I about have my vpn set up exactly like I need it. Users can connect to the vpn, and get a 172.16.17.0/24 ip address. These users can then access machines hidden behind the asa on the private 172.16.16.1/24 interface. Users on the 172.16.16.1 interface can also access any machine not on the private interface through the router using nat. What I cannot figure out how to do is to allow the vpn users to also access any machine not on the private interface through NAT on the router as well.
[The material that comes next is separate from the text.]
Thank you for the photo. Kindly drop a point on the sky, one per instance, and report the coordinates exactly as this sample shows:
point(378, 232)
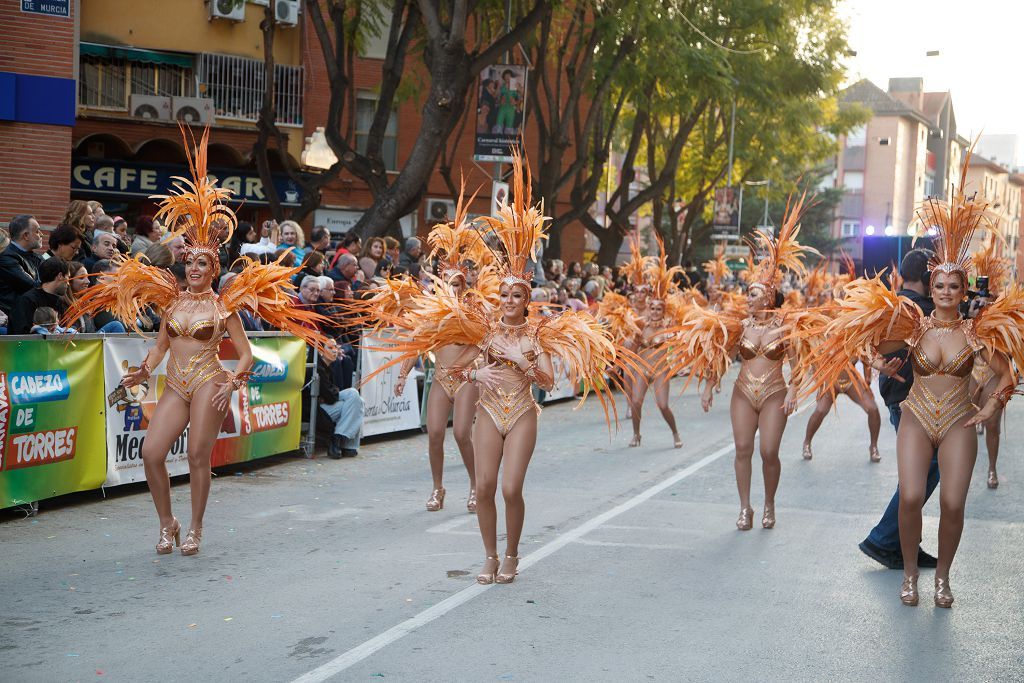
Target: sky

Help would be appreciated.
ciscoasa# show route
Gateway of last resort is a.b.c.1 to network 0.0.0.0
C 172.16.16.0 255.255.254.0 is directly connected, igbprivate
S 172.16.17.20 255.255.255.255 [1/0] via a.b.c.189, igbpublic
C a.b.c.0 255.255.252.0 is directly connected, igbpublic
C 192.168.1.0 255.255.255.0 is directly connected, management
S* 0.0.0.0 0.0.0.0 [1/0] via ak.b.c.124.1, igbpublic
access-list 101 line 1 extended permit ip 172.16.16.0 255.255.255.0 172.16.17.0 255.255.255.0
nat statements in running-config
global (igbpublic) 1 interface
nat (igbprivate) 0 access-list 101
nat (igbprivate) 1 0.0.0.0 0.0.0.0
If your VPN users are connecting to the Public side of the ASA then I still think that Hairpining is what you should look into. It is very similar to my issue in which I want VPN users to access the internet through the VPN. The packets from the VPN users have to come in the Public interface and go directly back out. Hopefully I am understanding this correctly.